By 2011, the average survival rate has increased to 90%. Now, if a child acquires cancer, “this is the one to get,” said Dr. Kelly Maloney, an oncology physician at the Children’s Hospital Colorado and professor of pediatrics at the University of Colorado School of Medicine. “Leukemia is very treatable.”
In 1987, Kevin Haring was diagnosed with acute lymphoblastic leukemia (ALL) at Children’s Hospital Colorado. Despite research breakthroughs and higher average survival rates, as an older child with the disease, doctors gave 11-year-old Kevin a 1% chance to live.
“Everything was normal around us, but our world was shattering,” said Kathy Babbel, Kevin’s mom. “At the time, I thought, ‘He was just playing baseball the other day.’”
Kevin’s leukemia began with an ear infection, a sinus infection, face paralysis and strep throat. Suspicious that a serious condition lurked beneath the surface, Kevin’s primary care physician sent him to Children’s Colorado where doctors performed a bone marrow test and spinal tap on Kevin. The tests confirmed that he had leukemia.
“By that point, he was very involved with the disease,” Kathy said. “I was devastated. I kept thinking they’d made a mistake, that it was someone else’s blood.”

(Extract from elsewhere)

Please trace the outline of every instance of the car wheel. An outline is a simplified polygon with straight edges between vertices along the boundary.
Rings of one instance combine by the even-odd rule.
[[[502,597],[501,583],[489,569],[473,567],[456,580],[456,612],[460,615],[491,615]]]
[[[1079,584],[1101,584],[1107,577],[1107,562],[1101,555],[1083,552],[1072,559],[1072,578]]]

Researchers are currently trying to understand “what is individual about leukemia,” Dr. Maloney said. Although leukemia is not hereditary, the way it manifests in an individual patient could be genetic. This means genetics can predict how a patient will respond to treatment – will he need intense chemo or can he survive with a lighter treatment plan? To this end, patients could experience fewer side effects and may look to an even better cure rate.

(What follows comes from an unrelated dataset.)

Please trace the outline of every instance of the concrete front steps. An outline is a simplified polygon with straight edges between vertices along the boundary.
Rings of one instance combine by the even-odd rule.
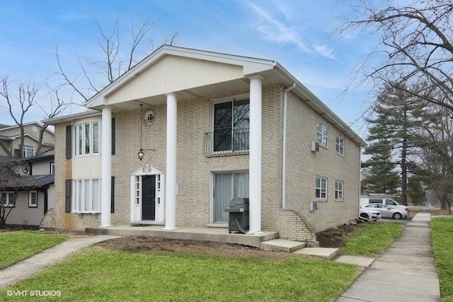
[[[340,256],[338,248],[306,248],[305,243],[285,239],[273,239],[263,241],[260,248],[273,252],[292,252],[306,256],[318,257],[340,263],[348,263],[368,267],[374,258],[356,256]]]

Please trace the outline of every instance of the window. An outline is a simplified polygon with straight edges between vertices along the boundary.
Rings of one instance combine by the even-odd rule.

Ethan Brown, Kevin’s cousin, is currently enrolled in a standard risk leukemia trial that aims to extract parts of chemotherapy treatment that may be unnecessary to his long-term well-being. It was this kind of study that eliminated radiation from most ALL treatments. According to Dr. Maloney, physicians now aim for the same cure rate with fewer medications.

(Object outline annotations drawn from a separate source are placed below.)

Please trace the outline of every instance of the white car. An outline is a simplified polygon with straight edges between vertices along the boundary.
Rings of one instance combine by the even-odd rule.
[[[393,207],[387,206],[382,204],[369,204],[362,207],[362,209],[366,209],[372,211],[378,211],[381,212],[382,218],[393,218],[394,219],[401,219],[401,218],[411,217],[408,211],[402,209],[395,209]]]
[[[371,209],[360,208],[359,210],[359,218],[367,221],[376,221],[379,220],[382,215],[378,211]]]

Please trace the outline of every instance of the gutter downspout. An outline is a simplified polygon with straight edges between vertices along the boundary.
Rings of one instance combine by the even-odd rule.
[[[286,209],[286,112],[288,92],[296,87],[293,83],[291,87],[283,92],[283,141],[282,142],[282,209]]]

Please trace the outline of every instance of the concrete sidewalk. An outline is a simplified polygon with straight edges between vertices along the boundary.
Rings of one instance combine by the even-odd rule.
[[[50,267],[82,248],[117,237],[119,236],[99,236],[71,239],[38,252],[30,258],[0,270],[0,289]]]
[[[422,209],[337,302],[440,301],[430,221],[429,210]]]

Dr. Lorrie Odom, an oncology physician at Children’s Colorado in the 1980s, treated Kevin and invited him to participate in research. He enrolled in a blind trial, one of three national protocols conducted at Children’s Colorado during that time. Kathy described Kevin’s protocol as “fairly new;” the treatment plan entailed six weeks of radiation and three years of chemotherapy. It would record much success in the future, becoming one of the standard treatments for ALL patients and responsible for the drastic increase in survival. Although radiation is seldom used to treat ALL today, chemotherapy has changed little since Kevin’s treatment.
Now, more than 20 years after Kevin’s diagnosis, more than 50 years since leukemia recorded its first survivor, Kevin’s cousin, Ethan Brown, 5, has acquired ALL.
Kevin and Ethan’s stories follow similar trajectories. Like Kevin, Ethan began with a string of vague illnesses. In October 2010, Ethan’s leg began to hurt without explanation. A few days later, the pain spread and he had problems sitting up. When he presented these symptoms to his physician, Dr. Joe Smith, he tested positive for strep throat. Despite antibiotic treatment, Ethan’s fever persisted. He developed a rash and purple dots under his skin. Then one morning Ethan woke up covered in bruises, a telltale sign of leukemia.
Children’s Colorado diagnosed Ethan with ALL on November 9, 2010. Ethan entered into remission soon after treatment began, his cancer presumably gone; like Kevin, Ethan will undergo three years of chemotherapy. But unlike Kevin, Ethan, at 5 years old (a common age to acquire ALL), has a survival rate of 96%.
“First you have to cure kids,” Dr. Maloney said. “Then you try to make the treatment better.”
Kevin and Ethan see each other from time to time, usually at family gatherings. They compare medications, Ethan reciting scientific names and Kevin nodding in agreement.
Today, Kevin lives in Denver and works for FedEx, cancer-free for 24 years. He is stoic, calm – a hint of how he must have handled his leukemia. When he reflects, it is with optimism and gratitude. Most things are minor compared to what they could have been, he says.
Ethan, on the other hand, doesn’t appear to ponder his fate – he’s too busy playing with cars and legos.
“Ethan is so spunky,” Dr. Maloney said. “He is playing despite what has come his way.”